A Review of Each Major Part of the Book

This book has been organized into three parts: a primer on Web services, an idea/strategic planning guide, and a buyer's guide. This chapter summarizes the highlights of each part, chapter by chapter.

PART I: A Web Services Primer

This part focused on "setting the stage." It defined what Web services are, how they work, and why previous attempts at providing such services have experienced limited acceptance. It also described shortcomings or "gotchas" related to state-of-the-art of Web services.

Definition

Chapter 1 presented a comprehensive view of the evolving Web services architecture.

From this author's perspective, the bottom-line simplest definition is that:

Web services are a distributed computing architecture that relies on loosely coupled applications to facilitate cross-platform program-to-program communications. These applications can use similar or diverse development languages and platforms to communicate with each other over the Internet.

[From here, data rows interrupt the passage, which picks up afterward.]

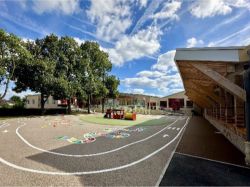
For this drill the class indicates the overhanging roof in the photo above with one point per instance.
(224, 54)
(204, 69)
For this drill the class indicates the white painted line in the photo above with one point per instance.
(95, 171)
(4, 125)
(88, 155)
(171, 156)
(211, 160)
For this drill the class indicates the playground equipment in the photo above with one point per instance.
(119, 114)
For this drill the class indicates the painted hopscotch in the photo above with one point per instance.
(113, 133)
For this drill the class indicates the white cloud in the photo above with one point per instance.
(210, 8)
(151, 8)
(79, 41)
(150, 74)
(163, 84)
(135, 91)
(193, 42)
(142, 3)
(168, 11)
(112, 17)
(240, 37)
(166, 62)
(61, 6)
(144, 43)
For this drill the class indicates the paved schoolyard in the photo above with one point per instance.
(205, 157)
(57, 150)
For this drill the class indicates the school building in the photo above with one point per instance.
(217, 80)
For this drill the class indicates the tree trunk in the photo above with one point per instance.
(88, 103)
(69, 105)
(42, 104)
(103, 102)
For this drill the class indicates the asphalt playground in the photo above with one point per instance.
(66, 151)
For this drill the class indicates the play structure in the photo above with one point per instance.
(119, 114)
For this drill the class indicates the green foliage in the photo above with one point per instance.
(56, 66)
(112, 84)
(12, 54)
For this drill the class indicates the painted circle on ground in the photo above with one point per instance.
(88, 155)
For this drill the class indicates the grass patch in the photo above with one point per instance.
(140, 121)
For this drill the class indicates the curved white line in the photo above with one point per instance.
(95, 171)
(88, 155)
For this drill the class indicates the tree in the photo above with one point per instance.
(40, 68)
(97, 67)
(112, 84)
(12, 53)
(67, 70)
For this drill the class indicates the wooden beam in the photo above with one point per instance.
(205, 91)
(199, 99)
(222, 81)
(202, 95)
(198, 102)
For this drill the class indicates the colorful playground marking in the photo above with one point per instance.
(90, 137)
(56, 122)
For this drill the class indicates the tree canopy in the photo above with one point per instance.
(56, 66)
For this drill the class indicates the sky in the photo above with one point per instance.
(141, 36)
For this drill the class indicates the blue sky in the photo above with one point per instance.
(140, 35)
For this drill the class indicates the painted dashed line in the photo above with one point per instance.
(4, 125)
(89, 155)
(165, 135)
(95, 171)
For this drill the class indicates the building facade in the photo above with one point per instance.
(214, 80)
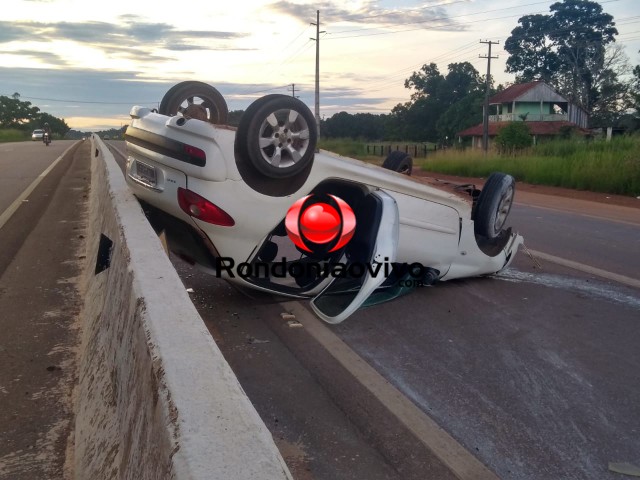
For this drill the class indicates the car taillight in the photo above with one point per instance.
(194, 152)
(202, 209)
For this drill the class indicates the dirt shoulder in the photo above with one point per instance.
(593, 204)
(521, 187)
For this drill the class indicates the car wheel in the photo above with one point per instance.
(494, 204)
(399, 162)
(195, 100)
(277, 136)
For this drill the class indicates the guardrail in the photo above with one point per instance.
(156, 399)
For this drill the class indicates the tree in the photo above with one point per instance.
(58, 126)
(15, 113)
(360, 125)
(566, 49)
(433, 95)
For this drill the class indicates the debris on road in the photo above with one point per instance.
(625, 469)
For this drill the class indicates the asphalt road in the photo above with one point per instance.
(597, 242)
(41, 258)
(535, 371)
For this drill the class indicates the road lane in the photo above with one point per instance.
(41, 259)
(22, 162)
(532, 371)
(536, 372)
(597, 242)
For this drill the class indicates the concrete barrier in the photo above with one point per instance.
(156, 399)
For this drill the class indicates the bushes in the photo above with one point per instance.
(513, 137)
(611, 167)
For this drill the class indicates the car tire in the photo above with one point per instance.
(277, 137)
(494, 204)
(195, 100)
(399, 162)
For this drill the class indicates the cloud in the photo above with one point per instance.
(369, 14)
(48, 58)
(131, 33)
(109, 95)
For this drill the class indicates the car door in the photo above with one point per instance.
(368, 256)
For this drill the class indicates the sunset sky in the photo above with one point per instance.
(89, 62)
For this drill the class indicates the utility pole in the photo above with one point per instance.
(317, 40)
(485, 113)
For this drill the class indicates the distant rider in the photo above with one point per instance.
(47, 131)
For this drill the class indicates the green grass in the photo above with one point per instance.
(599, 166)
(13, 135)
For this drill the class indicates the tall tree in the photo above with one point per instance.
(15, 113)
(567, 49)
(433, 94)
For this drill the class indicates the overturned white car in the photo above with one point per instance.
(258, 206)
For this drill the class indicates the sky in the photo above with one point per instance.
(89, 62)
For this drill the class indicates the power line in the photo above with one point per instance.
(485, 115)
(83, 101)
(450, 24)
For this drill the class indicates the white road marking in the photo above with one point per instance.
(581, 213)
(631, 282)
(8, 213)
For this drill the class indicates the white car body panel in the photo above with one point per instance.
(434, 226)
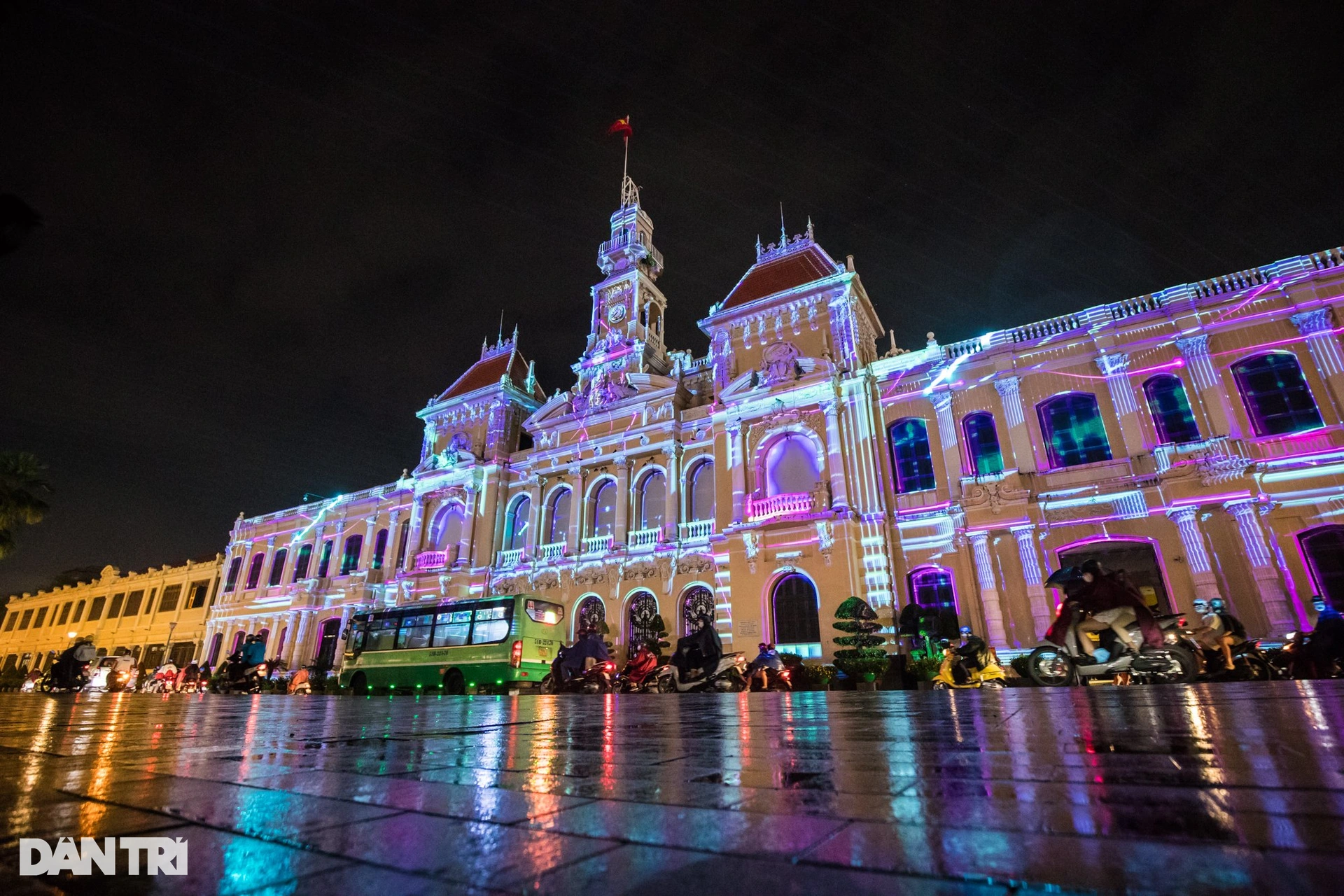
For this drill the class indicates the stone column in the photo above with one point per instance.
(1114, 367)
(835, 456)
(1264, 570)
(995, 630)
(672, 512)
(1196, 558)
(1018, 433)
(1042, 614)
(951, 445)
(1324, 346)
(738, 468)
(1212, 396)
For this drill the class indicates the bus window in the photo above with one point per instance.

Chapter 1 focused not only on the various technical components that make up Web services, but also on the ancillary programs and products sometimes needed to build complete and robust Web services environments. Web services architecture can consist of just the products and programs needed to implement a simple message-based architecture (UDDI, WSDL, SOAP with XML content and Internet delivery) or of all of these protocols plus other software to improve business process flow, make application development easier, ensure reliability/availability/security, and the like.

Program-to-Program Communications

Chapter 2 explored how program-to-program communications work in order to offer business executives a better understanding of how programs can communicate with other programs over the Internet. It examined some of the previous program-to-program schemes of the past to show why they did not garner tremendous market acceptance. This review of Web services history gives you, as a business manager or IS executive, the background you need to defend a decision to strategically embrace Web services architecture.

This background should prepare you to: (1) handle objections that your company has "been here before" and (2) convince colleagues to get active in developing Web services applications for your company's strategic and competitive well-being.

This chapter also considered whether Web services are for real. For over 20 years, business executives and IS managers have heard vendors and standards organizations promise to make cross-platform program-to-program communications a reality and yet a simple, elegant, backed-by-the-major-players approach never materialized. Today, however, Web services hold great promise of becoming the simple, elegant, universally backed program-to-program approach to cross-vendor, cross-platform communications that we have long been waiting for.

How Web Services Work

Chapter 3 reviewed how Web services actually work from a technical perspective. This chapter was designed for business executives who desire to understand the basic Web services technologies and associated acronyms in greater detail.

The most basic elements of a Web services architecture are (1) a common format, (2) a means for applications to "talk" with each other, and (3) a common network. XML, WSDL, and SOAP over an Internet network (using HTTP) enable these three things to happen. A UDDI registry is nice to have, but other work-arounds such as hard-coding the location of services applications can suffice when creating simple Web services application environments.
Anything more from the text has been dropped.